A causa del rischio potenziale di perdita di suolo per erosione idrica molto alto questi suoli richiedono interventi di sistemazione e l'adozione di indirizzi colturali e pratiche conservative (quali l'utilizzo forestale, a prato o a pascolo permanente o le rotazioni con ampia presenza di foraggere o l'inerbimento degli impianti arborei). Nelle situazioni meno limitanti, in seguito alla regimazione delle acque superficiali e alla sistemazione dei versanti, si possono sostenere anche usi agricoli intensivi o utilizzi forestali produttivi.
Questi suoli non presentano importanti limitazioni alla produzione delle principali colture erbacee praticabili in collina. La resa delle colture primaverili-estive e di quelle arboreeè comunque dipendente dall'andamento climatico stagionale (soprattutto dalle precipitazioni). Le colture arboree posssono incontrare alcune limitazioni a causa del calcare attivo e dalla imperfetta disponibilità d'ossigeno.

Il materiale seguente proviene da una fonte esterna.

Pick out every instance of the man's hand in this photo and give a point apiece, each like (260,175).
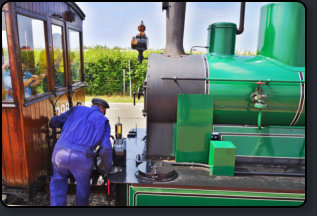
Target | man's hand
(115,170)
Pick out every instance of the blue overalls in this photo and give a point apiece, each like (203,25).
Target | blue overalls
(83,129)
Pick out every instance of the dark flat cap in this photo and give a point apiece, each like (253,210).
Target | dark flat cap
(100,102)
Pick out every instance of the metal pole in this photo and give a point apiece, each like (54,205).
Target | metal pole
(130,79)
(123,81)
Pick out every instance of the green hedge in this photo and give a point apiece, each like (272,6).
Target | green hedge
(105,66)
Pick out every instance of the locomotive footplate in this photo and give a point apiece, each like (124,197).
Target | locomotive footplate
(195,175)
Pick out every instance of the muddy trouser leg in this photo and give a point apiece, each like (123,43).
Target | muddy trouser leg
(81,168)
(59,183)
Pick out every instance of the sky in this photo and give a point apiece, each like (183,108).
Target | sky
(114,23)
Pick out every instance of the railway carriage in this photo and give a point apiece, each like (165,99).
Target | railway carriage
(42,76)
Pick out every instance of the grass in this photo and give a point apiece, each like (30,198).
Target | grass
(114,98)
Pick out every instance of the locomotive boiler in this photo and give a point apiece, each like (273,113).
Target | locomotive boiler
(222,129)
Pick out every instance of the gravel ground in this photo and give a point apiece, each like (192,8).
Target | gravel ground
(42,199)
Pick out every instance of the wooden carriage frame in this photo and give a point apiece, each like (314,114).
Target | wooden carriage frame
(26,137)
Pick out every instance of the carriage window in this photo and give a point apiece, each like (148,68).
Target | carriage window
(58,56)
(6,73)
(33,55)
(74,55)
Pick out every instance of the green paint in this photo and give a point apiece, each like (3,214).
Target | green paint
(153,196)
(254,143)
(265,130)
(282,33)
(193,127)
(222,38)
(222,158)
(232,104)
(281,56)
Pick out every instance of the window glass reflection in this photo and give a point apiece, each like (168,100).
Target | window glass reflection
(33,55)
(74,55)
(7,93)
(58,68)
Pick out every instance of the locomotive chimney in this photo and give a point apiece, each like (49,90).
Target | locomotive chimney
(175,20)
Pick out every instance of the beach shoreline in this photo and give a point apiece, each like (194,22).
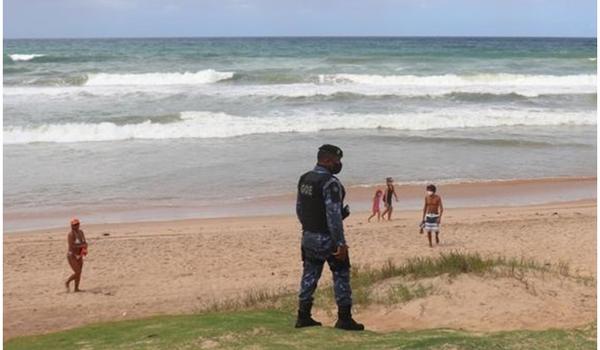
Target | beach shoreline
(457,194)
(136,270)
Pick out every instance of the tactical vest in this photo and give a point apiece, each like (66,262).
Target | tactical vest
(312,201)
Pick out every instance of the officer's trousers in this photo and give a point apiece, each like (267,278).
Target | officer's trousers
(341,279)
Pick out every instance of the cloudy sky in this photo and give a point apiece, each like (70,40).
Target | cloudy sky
(177,18)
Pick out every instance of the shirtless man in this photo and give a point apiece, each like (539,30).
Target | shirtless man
(77,249)
(432,214)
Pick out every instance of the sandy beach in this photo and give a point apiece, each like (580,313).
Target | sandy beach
(141,269)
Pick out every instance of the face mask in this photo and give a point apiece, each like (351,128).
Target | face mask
(337,167)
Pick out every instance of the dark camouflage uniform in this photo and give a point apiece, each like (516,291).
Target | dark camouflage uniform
(318,247)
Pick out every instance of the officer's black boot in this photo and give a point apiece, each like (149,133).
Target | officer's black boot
(304,317)
(345,320)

Questi suoli presentano da moderate a severe limitazioni edafiche alla crescita delle principali specie forestali utilizzabili nell'arboricoltura da legno e negli impianti forestali permanenti. Possono inoltre essere coinvolti in movimenti di massa ed il carico forestale potrebbe contribuire ad aggravare i fenomeni di instabilità del versante.

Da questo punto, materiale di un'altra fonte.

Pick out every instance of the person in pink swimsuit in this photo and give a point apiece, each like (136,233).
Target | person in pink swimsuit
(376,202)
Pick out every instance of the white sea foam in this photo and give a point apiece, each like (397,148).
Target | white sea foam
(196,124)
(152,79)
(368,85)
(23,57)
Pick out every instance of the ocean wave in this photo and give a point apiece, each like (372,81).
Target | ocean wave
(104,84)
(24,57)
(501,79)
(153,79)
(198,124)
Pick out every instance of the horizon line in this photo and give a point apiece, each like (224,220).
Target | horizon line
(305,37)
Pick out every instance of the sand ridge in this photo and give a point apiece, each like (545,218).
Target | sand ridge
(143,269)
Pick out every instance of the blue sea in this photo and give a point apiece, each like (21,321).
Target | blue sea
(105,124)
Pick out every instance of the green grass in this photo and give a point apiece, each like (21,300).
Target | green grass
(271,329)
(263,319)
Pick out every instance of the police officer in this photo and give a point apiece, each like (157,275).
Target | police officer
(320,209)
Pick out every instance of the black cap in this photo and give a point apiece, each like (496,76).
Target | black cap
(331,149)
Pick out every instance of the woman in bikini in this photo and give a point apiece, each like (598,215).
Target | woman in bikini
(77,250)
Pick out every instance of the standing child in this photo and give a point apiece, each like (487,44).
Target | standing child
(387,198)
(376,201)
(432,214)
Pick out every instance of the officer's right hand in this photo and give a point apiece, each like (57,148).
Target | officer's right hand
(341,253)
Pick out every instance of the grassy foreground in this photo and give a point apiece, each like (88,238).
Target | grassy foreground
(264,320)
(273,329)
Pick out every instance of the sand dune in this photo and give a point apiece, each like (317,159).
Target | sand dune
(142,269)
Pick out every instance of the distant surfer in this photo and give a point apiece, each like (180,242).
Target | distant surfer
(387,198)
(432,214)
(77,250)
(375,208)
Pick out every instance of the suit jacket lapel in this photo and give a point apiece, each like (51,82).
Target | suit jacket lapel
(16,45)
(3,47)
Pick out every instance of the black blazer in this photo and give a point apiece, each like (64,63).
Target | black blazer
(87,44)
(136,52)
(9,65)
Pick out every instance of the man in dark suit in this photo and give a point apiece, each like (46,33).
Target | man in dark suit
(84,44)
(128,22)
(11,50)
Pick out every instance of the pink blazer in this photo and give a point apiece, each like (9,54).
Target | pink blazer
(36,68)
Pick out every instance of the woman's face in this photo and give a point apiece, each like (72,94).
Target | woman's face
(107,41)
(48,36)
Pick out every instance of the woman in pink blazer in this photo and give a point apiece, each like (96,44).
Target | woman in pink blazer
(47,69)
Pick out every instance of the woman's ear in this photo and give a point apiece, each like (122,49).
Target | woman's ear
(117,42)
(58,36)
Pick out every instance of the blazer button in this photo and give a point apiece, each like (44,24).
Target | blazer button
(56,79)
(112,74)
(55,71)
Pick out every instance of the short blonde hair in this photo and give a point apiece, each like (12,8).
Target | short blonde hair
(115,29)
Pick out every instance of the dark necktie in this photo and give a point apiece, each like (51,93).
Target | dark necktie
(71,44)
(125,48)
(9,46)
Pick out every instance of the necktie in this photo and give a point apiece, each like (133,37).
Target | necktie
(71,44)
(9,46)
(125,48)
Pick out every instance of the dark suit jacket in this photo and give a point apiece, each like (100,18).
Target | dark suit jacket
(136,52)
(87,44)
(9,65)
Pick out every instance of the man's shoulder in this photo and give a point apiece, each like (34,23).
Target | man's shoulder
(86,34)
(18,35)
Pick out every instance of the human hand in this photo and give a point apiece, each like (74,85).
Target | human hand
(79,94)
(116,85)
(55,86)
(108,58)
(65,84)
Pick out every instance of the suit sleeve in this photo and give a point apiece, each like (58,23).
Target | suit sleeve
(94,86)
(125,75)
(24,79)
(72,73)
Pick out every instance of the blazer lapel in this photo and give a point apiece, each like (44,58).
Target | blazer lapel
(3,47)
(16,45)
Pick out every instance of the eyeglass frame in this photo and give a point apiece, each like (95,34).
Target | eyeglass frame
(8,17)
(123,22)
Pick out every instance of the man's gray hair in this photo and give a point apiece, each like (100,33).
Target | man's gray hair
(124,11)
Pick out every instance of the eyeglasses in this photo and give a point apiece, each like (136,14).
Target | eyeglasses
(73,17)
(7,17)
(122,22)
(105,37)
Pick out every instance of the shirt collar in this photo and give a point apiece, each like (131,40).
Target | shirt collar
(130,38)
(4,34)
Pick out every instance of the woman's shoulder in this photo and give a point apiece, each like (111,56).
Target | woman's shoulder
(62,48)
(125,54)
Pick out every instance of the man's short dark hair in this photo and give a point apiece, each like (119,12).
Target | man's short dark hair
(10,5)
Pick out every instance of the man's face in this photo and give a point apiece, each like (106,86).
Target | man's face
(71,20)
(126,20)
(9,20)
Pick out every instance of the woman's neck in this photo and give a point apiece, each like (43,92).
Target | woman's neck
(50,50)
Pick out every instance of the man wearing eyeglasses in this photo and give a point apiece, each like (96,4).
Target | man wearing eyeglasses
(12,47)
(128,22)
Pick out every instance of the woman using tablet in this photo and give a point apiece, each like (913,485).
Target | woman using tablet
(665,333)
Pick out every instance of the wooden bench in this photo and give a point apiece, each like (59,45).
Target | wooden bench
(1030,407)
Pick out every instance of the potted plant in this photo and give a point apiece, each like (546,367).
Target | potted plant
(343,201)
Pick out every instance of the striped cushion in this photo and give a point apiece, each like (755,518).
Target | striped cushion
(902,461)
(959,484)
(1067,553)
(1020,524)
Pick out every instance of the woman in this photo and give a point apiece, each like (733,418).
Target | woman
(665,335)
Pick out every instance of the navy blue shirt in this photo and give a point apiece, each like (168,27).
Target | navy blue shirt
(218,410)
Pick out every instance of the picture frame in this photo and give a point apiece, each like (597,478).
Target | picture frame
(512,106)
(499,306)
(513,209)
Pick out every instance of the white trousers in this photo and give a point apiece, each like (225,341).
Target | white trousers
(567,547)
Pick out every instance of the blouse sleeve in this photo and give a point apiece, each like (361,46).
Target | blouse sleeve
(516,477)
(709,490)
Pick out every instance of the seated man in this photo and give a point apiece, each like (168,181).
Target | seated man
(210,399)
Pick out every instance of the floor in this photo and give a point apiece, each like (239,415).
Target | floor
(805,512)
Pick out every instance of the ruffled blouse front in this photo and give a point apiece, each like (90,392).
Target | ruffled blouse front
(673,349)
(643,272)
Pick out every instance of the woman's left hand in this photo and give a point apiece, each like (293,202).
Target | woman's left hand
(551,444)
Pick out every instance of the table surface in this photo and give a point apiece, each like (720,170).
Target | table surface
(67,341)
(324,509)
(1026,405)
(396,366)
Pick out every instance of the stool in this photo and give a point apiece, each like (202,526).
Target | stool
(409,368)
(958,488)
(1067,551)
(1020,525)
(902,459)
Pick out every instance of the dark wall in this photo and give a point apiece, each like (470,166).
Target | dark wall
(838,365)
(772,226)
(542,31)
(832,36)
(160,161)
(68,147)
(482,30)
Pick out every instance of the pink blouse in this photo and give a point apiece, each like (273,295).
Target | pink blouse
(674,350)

Questi suoli possono essere interessati dalla contemporanea presenza di processi erosivi per azione dell'acqua a per azione della gravità (movimenti di massa). Qualora prevalgano i fenomeni franosi, le opere di sistemazione e regimazione delle acque dovrebbero essere finalizzate ad allontanare rapidamente le acque profonde mediante opere di drenaggio e a ridurre l'infiltrazione nel suolo di quelle superficiali; qualora prevalgano i processi di erosione idrica, a interrompere o rallentare lo scorrimento delle acque superficiali e a favorirne l'infiltrazione. In ogni caso è opportuno ridurre la lunghezza degli appezzamenti mediante l'apertura di fossi acquai obliqui o trasversali e di fossi e scoline permanenti.

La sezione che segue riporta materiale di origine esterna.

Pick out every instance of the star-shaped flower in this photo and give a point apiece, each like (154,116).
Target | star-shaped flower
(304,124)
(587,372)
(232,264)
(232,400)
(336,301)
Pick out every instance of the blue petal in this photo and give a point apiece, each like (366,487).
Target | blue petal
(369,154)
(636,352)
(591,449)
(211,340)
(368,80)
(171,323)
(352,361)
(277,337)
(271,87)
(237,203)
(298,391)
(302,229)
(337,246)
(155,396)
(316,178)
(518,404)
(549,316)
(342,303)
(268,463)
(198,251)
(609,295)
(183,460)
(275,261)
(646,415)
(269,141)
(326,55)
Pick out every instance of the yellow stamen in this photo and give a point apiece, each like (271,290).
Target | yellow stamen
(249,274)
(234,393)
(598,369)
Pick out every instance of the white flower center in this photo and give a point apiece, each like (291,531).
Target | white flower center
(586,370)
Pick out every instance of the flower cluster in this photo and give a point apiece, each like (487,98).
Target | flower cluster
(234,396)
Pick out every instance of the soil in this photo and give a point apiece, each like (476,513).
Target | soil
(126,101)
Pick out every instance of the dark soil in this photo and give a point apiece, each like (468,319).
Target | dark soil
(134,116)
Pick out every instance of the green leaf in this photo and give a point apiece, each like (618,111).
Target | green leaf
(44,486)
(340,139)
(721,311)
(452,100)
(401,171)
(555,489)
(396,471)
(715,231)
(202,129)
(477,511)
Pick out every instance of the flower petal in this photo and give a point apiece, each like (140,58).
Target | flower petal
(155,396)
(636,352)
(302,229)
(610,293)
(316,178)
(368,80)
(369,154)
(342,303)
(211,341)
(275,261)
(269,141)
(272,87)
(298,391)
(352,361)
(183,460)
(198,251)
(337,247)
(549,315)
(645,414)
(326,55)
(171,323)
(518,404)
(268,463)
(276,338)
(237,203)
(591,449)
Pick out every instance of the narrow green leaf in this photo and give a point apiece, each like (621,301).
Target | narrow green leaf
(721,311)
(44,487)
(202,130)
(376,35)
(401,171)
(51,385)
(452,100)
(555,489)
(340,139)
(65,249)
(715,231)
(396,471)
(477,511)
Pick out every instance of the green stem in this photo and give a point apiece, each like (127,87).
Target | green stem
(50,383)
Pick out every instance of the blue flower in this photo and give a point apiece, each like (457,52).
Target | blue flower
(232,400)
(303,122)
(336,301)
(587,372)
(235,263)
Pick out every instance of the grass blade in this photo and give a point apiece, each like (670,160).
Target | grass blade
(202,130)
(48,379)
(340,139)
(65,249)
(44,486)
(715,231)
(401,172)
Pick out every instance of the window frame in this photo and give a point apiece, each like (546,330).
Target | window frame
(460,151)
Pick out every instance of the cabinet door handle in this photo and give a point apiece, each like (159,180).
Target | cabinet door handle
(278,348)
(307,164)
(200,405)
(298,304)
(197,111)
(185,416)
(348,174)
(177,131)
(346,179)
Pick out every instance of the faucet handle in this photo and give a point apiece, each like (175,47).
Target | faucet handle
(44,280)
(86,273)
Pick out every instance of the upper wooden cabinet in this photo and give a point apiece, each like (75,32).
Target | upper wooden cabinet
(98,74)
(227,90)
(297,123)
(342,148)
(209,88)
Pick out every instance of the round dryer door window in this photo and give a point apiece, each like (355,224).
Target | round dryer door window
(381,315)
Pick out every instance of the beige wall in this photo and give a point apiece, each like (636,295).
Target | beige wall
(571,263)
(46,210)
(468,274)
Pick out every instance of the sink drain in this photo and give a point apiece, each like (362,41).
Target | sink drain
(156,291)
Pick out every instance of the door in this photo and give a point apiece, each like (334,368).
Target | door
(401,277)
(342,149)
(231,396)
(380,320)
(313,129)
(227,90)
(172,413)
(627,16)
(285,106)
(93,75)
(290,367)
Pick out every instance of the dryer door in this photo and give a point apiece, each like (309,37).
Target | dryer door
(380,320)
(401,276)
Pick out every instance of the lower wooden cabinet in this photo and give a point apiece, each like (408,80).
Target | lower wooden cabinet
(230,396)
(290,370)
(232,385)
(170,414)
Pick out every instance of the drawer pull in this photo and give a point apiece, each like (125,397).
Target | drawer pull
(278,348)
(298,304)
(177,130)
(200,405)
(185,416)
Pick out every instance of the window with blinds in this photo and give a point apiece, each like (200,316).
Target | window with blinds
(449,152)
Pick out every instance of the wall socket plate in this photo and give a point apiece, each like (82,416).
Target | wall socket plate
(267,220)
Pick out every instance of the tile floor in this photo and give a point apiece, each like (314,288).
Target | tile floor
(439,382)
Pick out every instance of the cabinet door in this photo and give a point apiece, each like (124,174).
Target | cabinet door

Sono da preferire le arature poco profonde e l'utilizzo di macchine con organi lavoranti che non frantumano il terreno (vangatrici, erpici, sarchiatrici). Ripetute fresature possono causare eccessiva disgregazione e polverizzazione del terreno, favorendo, in tal modo, l'erosione; attenzione deve essere posta anche al rischio di incrostamento superficiale. In questi suoli, l'inerbimento permanente e totale delle colture arboree è efficace nel limitare l'erosione idrica, ma, nel contempo, può creare una forte competizione idrica con la coltura principale. Per tale motivo, si può ricorrere con successo all'inerbimento dell'interfila su una fascia ristretta e alla minima lavorazione o al diserbo lungo le file. Inoltre è opportuno adottare l'inerbimento artificiale, indirizzando la scelta verso miscugli di specie e varietà a taglia ridotta e/o che interrompono o rallentano l'attività vegetativa nel periodo estivo.
Questi suoli non presentano particolari limitazioni o vincoli nella scelta dei concimi. Il fosforo può essere soggetto a fenomeni di immobilizzazione dovuti al contenuto in carbonato di calcio. Apporti di materia organica nel terreno migliorano la struttura ed aumentano la porosità e la capacità di ritenzione idrica diminuendo, nel contempo, i rischi di perdita di suolo. Particolare attenzione deve essere posta allo spandimento di liquami zootecnici per il rischio di ruscellamento.